Kintail Park
- Location: Lockerbie, Scotland
- Coordinates: 55°07′32″N 3°21′37″W﻿ / ﻿55.1255°N 3.3602°W
- Surface: Grass

Construction
- Opened: 1902

Tenant
- Mid-Annandale

= Kintail Park =

Football ground in Lockerbie, Scotland

Kintail Park was a football ground in Lockerbie, Scotland. It was the home ground of Mid-Annandale, and hosted Scottish Football League matches between 1923 and 1926.

==History==
Mid-Annandale moved to Kintail Park in 1902. The club were elected to the new Third Division of the Scottish Football League (SFL) in 1923, and a stand was erected on the southern side of the pitch in the same year. The first SFL match at Kintail Park was played on 25 August 1923, a 4–3 win over Helensburgh in front of 950 spectators.

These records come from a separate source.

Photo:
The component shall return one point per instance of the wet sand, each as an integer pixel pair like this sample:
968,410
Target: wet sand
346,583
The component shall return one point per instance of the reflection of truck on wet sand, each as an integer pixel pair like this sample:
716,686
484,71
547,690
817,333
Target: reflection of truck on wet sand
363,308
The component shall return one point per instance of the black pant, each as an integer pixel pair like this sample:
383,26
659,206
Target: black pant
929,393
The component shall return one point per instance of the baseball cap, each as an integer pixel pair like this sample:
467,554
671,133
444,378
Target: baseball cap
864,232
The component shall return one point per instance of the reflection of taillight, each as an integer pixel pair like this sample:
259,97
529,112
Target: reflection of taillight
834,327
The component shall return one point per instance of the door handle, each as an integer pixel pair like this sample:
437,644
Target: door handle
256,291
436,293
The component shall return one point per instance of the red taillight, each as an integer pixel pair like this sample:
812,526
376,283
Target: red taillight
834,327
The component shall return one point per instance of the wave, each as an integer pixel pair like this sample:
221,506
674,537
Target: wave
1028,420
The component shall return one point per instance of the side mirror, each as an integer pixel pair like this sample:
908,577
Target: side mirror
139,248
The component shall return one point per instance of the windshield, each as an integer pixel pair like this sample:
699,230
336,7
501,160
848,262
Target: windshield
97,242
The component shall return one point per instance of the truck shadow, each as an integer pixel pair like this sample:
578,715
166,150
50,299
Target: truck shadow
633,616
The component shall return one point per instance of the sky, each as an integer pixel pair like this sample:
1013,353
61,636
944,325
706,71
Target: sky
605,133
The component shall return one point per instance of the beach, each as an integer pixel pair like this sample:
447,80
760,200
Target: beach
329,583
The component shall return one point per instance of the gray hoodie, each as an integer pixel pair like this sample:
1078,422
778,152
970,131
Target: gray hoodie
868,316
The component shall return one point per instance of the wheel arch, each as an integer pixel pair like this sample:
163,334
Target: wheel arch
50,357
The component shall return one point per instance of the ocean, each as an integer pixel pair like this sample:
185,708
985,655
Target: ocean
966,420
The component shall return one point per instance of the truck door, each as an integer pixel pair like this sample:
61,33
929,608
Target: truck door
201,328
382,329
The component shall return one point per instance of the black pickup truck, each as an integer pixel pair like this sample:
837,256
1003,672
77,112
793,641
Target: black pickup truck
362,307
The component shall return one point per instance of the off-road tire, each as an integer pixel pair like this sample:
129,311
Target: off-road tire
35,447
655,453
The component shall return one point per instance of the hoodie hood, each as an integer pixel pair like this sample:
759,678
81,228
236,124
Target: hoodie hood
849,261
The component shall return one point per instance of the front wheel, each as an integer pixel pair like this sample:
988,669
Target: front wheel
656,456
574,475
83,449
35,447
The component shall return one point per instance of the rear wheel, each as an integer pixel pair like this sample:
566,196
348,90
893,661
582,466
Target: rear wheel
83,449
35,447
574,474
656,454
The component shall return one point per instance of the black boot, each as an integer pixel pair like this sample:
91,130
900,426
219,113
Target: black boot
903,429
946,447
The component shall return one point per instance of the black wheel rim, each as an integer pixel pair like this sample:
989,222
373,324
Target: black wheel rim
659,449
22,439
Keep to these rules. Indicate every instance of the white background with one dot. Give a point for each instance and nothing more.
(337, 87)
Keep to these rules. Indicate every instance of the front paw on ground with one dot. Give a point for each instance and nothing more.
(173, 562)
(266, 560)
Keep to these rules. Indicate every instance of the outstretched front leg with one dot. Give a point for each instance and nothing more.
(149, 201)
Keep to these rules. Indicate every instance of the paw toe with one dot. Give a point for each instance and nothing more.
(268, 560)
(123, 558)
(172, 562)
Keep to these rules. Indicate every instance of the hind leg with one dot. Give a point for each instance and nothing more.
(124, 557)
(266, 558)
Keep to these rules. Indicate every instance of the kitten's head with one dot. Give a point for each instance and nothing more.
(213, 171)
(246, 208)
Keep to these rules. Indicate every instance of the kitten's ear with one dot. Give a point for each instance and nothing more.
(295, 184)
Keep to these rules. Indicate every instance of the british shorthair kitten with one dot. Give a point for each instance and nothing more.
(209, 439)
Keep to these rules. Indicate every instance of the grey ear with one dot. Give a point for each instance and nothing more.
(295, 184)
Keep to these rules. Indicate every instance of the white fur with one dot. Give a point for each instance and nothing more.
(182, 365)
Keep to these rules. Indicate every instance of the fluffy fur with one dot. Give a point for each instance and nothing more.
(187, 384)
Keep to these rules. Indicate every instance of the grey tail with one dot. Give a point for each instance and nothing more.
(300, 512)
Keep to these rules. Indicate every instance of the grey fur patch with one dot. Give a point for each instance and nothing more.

The highest recorded league attendance at the ground during the club's time in the SFL was recorded on 9 November 1923 when 2,100 watched a 3–1 defeat by local rivals Queen of the South. At the end of the 1925–26 season the Third Division was disbanded, and Mid-Annandale's final home match in the SFL was played on 20 March 1926, a 1–1 draw with Brechin City.

The ground was eventually closed and the site used for a housing development. The road through the development is named Kintail Park.